Slot’s remark that "a lot of times I didn't even have to make decisions or choices" pointed to those absences. So many line-ups picked themselves, not through design, but through necessity.
Salah’s farewell falls flat
On the pitch, this final league outing was supposed to be about a send-off. The Kop came expecting to say goodbye to Salah and Andy Robertson with a flourish. What they got instead was a familiar story: a bright moment, a lapse, and two points dropped.
Salah did at least leave a final imprint on the scoresheet, slipping the pass that allowed Curtis Jones to open the scoring. For a brief spell after half-time, Anfield crackled. Liverpool led, the tempo rose, and it felt as if the afternoon might yet belong to their departing star.
Six minutes later, the air went out of the place. Kevin Schade rose and headed Brentford level, a simple goal that cut straight to the heart of Liverpool’s season: promising positions surrendered too easily, control lost in an instant.
The game drifted. The farewell never quite caught the emotion it promised.
Brentford’s step forward
For Brentford, the stakes were clear.
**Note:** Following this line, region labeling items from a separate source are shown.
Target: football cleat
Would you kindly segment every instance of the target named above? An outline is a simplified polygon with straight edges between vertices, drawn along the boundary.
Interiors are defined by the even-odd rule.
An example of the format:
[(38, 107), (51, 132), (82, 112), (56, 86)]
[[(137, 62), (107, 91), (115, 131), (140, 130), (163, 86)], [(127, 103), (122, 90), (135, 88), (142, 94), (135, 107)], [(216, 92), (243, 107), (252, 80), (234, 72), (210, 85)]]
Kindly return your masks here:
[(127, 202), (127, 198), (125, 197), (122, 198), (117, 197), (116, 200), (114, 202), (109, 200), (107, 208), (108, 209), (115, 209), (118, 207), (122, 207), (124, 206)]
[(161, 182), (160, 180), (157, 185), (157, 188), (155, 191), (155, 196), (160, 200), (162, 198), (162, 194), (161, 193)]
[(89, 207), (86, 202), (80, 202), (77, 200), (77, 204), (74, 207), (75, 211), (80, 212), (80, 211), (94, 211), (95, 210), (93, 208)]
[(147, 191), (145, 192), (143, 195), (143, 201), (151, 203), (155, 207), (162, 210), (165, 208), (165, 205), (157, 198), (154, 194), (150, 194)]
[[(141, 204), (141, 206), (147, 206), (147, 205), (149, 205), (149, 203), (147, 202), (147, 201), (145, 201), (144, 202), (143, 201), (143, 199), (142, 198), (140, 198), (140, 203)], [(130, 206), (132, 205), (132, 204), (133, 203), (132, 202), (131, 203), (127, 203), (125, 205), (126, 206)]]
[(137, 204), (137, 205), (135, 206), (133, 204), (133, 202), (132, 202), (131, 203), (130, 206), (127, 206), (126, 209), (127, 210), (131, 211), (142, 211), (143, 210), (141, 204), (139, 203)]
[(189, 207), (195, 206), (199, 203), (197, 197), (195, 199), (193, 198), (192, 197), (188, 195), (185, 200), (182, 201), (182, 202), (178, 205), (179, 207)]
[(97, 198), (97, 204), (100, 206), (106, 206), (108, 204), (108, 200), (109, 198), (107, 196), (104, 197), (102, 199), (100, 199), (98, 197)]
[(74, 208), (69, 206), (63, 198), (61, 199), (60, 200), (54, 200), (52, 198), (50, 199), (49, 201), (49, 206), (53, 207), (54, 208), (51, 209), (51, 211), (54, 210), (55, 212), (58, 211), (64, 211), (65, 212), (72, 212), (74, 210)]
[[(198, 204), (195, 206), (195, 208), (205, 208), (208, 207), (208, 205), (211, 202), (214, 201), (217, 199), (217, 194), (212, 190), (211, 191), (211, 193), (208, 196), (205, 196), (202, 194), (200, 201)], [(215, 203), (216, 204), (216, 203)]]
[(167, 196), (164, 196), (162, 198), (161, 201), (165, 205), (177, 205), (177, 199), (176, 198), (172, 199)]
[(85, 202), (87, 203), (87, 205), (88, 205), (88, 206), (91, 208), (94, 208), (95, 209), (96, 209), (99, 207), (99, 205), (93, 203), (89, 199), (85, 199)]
Victory would have delivered a first-ever European campaign. They fell short of that target, but their head coach Keith Andrews was in no mood to downplay what ninth place represents.
"It shows we are a good football club," he said. "It never should be taken for granted finishing in the top half, you could ask a lot of clubs dotted around the Championship who possibly got ahead of themselves.
"The fact we have been able to do that two years in a row is pretty special."
There was no wild celebration, but there was pride. Brentford know exactly where they sit in the food chain, and how hard it is to stay there.
What comes next
Liverpool, by contrast, end a draining season with more questions than answers. Champions League qualification offers financial security and a platform. It does not erase the scars of a failed title defence, the handling of a superstar on his way out, or the nagging doubts about selection and squad management.
Slot has been honest enough to admit his part in that. The injuries were brutal, the grief unimaginable, the margins small. None of it changes the table.
The rebuild starts now, without Salah, without the comfort of recent dominance, and with a manager who knows he cannot afford another year of explaining why the right decisions didn’t bring the right results.